Many of us were taught, from a young age, to take advantage of any opportunity that could further our knowledge and strengthen our beliefs.
As we grow, we are likely to be presented with more freedom to choose which paths we will take, who we will follow, and who/what we will leave behind. This is all part of the process of becoming an individual- a unique identity with personal beliefs, opinions, characteristics and personality.
Much of who we are is defined by what we believe in and how we believe the world should work. In plain terms, political beliefs, for many, are a defining factor in our identity.
Politics, especially those concerning the distribution of power, is a widely talked about and debated issue in our nation, as well as on this campus. As young voters, politicians make it a point to appeal to our needs with the hope that they can count on our vote now and forevermore.
This past week the Davis community welcomed candidate Ron Paul to speak at the university campus on behalf of the Youth for Ron Paul chapter here at UC Davis. For many attendees (including myself) this was the first time they had seen a politician speak, let alone a running candidate for the presidential race.
As a registered democrat, I jumped on the opportunity to see Ron Paul. Many of my friends thought it weird that I, a strong democrat would want to hear a Libertarian speak. I brushed off the shaking heads and laughs because I saw this as an opportunity to learn, and learn I did.
I had no idea that there was even a chapter of “Youth for Ron Paul” here at UC Davis until last week, nor did I realize that there was such a large group of supporters in our community for the 76 year old, Texas, House of Representatives member and candidate.
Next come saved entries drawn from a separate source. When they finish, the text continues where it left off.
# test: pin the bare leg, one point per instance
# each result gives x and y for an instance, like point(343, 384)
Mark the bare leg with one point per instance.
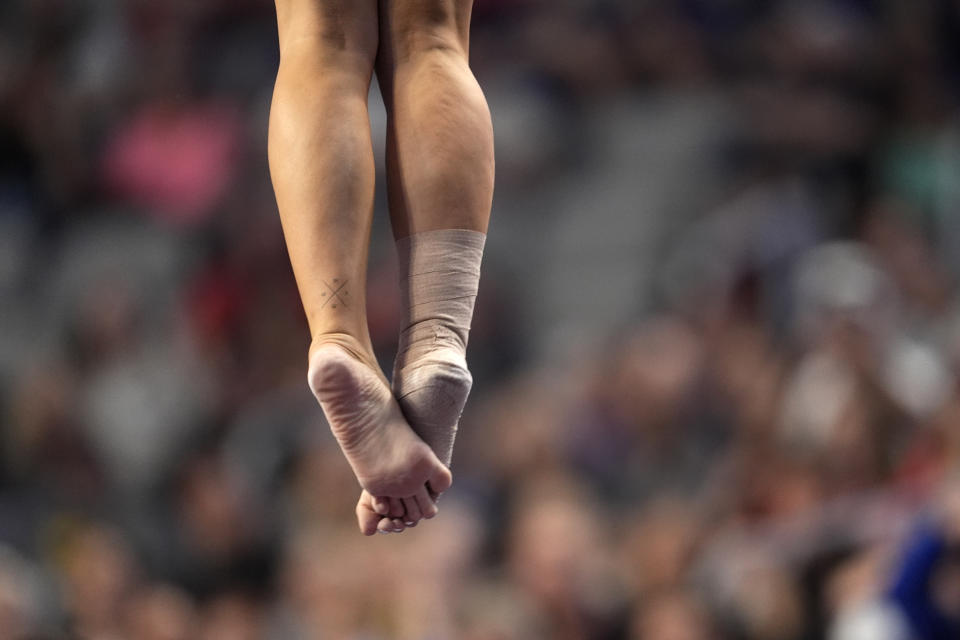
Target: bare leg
point(440, 166)
point(321, 162)
point(440, 172)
The public rally took place on Thursday, May 3, at 7pm on the west quad behind the Memorial Union on campus.
Well before six o’clock a crowd began to form. Hundreds of students, community members, families, children, and campaign managers stood shoulder-to-shoulder waiting for the candidate to come on stage.
The diversity and size of the crowd resembled that of November 21st when Chancellor Katehi spoke to students and community members for the first time since the pepper-spraying incident.
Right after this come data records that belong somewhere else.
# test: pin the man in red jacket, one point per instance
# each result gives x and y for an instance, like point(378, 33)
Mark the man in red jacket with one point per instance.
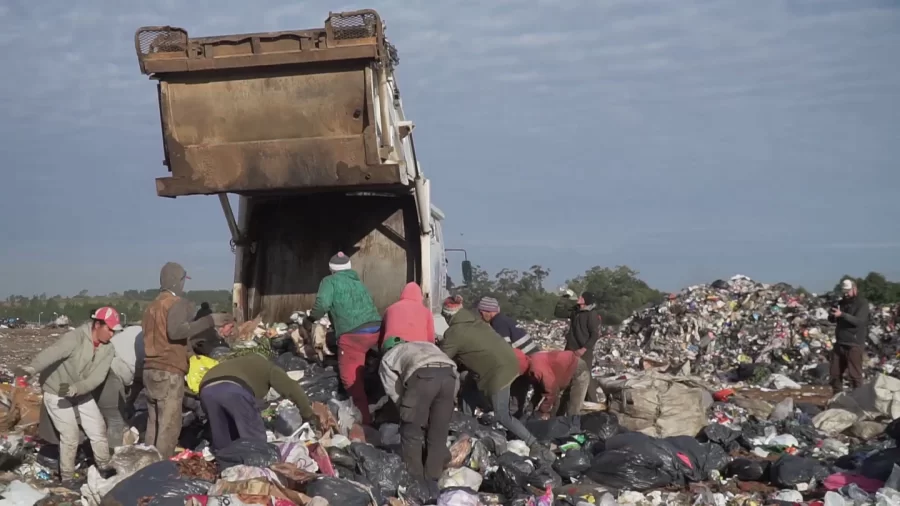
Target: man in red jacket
point(408, 318)
point(556, 372)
Supporters brought handmade signs and flyers, signs and pamphlets were distributed before the event.
This Ron Paul anthem played through the speakers before the event.
When Ron Paul did take the stage (which I might add, was well after 7 o’clock) many members of the crowd began to chant “President Paul, President Paul,” over and over again.
For those of you who don’t know, Ron Paul is a “Libertarian”, though he swings more to the right than the left. Still, many of his fellow politicians know him as “Dr. No” because he has voted no on a number of issues.
At the rally, Paul motivated the crowd with his beliefs on ending the war, getting rid of the federal reserve, and restoring the United States of America with a smaller government.
What interested me the most was that Paul’s campaign had made such an impression on individuals my age. Perhaps this is because Paul, unlike his republican or democratic competitors, is an idealist. Like Paul, many of today’s youth want to rebel against the current form of government. Paul himself believes that we have too much government control, too many laws, and that our freedoms are being compromised.
Paul wants to decentralize power so that citizens can obtain maximized freedom of choice. For many, young and old, this is a dream come true.
Paul continued to talk about restoring America as a place where we have more freedom.
“The fruits of our labors are ours, not the governments,” said Paul.
The rally lasted less than an hour and left no room for questions. It was short and sweet.
Even though I have no plans to vote for Ron Paul in the upcoming election, the experience was one I will not soon forget.
As the youth of America we have a tremendous opportunity to shape the world we wish to live in – no matter what your political affiliation.